No obstante las promesas hechas, no llegamos a ver la codiciada pintura. Intuí que su desilusión, se multiplicaba a la enésima potencia y, que debía compensarla de algún modo. Esta vez fui yo quien la tomó del brazo, explicándole que debíamos dejar pasar un rato y volver al pasillo donde estaban instalados los Arcimboldo. Una contundente manera de esperar que la otra sala se liberara de tanto curioso.

Alucinados, observamos durante un buen rato las cuatro estaciones y viajamos en el tiempo atravesando el mismo portal una y otra, vez poseídos por la ubre surrealista de aquel maniático observador de la naturaleza.

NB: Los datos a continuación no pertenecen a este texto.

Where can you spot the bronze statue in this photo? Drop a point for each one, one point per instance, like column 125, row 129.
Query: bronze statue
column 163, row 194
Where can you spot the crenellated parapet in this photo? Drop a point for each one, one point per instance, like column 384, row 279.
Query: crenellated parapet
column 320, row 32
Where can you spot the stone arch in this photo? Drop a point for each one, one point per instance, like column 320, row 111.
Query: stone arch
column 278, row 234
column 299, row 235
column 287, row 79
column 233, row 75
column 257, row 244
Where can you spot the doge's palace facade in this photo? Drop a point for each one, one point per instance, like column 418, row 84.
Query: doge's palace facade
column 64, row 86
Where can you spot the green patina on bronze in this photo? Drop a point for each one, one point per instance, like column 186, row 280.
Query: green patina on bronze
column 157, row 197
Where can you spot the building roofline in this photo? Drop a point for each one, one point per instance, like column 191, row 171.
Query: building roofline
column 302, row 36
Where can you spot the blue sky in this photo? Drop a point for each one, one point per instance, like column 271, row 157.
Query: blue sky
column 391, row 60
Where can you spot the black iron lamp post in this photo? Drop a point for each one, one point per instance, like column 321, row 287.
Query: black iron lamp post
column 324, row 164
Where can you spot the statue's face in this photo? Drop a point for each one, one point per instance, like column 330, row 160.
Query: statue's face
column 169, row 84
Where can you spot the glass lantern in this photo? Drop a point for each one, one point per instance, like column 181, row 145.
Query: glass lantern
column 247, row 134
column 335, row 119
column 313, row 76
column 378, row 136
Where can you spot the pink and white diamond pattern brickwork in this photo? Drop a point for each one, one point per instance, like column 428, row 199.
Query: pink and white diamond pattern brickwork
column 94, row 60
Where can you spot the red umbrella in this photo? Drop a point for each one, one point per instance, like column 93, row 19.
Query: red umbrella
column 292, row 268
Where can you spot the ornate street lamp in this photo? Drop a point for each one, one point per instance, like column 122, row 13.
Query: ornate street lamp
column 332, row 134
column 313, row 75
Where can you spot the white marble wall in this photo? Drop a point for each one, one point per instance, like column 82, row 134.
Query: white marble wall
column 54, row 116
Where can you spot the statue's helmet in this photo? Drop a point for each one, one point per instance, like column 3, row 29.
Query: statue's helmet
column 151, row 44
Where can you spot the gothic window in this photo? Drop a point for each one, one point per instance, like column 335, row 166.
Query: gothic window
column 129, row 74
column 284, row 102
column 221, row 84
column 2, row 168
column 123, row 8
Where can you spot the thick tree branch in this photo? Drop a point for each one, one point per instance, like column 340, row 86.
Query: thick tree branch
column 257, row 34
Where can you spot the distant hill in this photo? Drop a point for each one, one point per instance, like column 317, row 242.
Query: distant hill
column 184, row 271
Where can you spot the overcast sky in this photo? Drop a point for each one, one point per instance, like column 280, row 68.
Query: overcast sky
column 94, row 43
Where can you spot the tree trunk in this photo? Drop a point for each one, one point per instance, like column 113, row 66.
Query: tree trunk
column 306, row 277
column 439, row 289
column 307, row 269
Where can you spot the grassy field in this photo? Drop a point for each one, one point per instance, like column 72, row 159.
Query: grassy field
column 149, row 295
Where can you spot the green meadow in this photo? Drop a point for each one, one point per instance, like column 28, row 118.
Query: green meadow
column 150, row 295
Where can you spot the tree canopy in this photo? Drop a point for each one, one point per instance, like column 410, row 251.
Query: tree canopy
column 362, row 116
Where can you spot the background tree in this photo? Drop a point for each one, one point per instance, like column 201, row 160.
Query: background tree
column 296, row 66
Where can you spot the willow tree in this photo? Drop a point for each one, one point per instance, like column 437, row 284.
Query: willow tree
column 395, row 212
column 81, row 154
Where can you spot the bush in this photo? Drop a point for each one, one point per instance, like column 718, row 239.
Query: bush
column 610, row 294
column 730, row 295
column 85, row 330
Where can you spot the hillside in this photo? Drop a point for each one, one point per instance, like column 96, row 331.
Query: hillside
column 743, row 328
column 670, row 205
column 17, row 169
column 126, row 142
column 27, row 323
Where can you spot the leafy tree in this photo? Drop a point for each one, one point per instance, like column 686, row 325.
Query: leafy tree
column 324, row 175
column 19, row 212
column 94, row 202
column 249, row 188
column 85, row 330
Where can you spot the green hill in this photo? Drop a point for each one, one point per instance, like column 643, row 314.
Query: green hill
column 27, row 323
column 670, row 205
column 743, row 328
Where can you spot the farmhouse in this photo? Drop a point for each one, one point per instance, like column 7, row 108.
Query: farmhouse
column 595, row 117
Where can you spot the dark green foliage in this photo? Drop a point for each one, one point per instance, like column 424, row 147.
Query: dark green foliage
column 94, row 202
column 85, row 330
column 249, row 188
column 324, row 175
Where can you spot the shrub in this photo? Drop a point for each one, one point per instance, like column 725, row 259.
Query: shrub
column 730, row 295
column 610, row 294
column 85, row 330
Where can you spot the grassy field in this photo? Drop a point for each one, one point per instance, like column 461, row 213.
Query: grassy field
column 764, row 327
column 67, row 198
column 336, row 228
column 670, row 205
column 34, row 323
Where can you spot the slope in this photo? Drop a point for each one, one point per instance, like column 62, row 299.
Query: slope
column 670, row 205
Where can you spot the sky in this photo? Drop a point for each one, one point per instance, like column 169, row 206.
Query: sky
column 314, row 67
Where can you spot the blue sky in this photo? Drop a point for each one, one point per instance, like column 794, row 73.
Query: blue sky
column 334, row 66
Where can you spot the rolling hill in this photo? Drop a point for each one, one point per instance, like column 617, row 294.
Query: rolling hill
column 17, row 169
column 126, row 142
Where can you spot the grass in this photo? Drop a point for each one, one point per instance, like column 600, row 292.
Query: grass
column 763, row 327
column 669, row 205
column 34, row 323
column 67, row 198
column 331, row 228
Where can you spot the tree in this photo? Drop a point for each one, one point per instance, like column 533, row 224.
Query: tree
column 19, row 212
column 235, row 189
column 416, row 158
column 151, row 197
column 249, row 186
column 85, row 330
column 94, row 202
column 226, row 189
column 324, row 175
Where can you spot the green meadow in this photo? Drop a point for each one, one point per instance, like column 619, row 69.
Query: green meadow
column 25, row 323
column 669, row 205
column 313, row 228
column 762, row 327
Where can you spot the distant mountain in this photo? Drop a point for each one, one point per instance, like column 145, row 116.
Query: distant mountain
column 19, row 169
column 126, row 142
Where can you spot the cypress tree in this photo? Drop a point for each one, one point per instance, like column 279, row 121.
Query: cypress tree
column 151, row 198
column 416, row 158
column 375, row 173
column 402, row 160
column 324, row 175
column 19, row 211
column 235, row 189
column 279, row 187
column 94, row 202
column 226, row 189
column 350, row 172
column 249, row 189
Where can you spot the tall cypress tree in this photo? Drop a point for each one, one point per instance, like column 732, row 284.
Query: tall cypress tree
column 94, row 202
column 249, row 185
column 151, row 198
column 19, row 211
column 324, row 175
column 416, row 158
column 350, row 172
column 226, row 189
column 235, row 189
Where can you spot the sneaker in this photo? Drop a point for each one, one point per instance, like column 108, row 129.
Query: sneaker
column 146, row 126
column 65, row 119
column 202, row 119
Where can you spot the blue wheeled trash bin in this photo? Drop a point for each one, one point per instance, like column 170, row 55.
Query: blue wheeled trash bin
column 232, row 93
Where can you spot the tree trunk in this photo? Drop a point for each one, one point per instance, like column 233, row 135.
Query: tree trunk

Luego regresamos a la sala de la Gioconda, a la que nunca pudimos ver. Sí volvimos a encontrar la multitudinaria imagen seriada (en tiempo real), con la que seguramente Warhol, hubiera quedado extasiado.

Diego Bianki es agricultor, recolector y autor de libros ilustrados. También divide su tiempo de trabajo, escribiendo, como artista visual y docente. Expuso en galerías y museos nacionales y europeos. Ha sido jurado de premios de ilustración nacionales e internacionales. Sus últimos libros se publicaron en países de Latinoamérica, Europa y EEUU.Actualmente su última exposición Sapos, diablos, vírgenes y jaguares puede verse en la Galería Mar Dulce.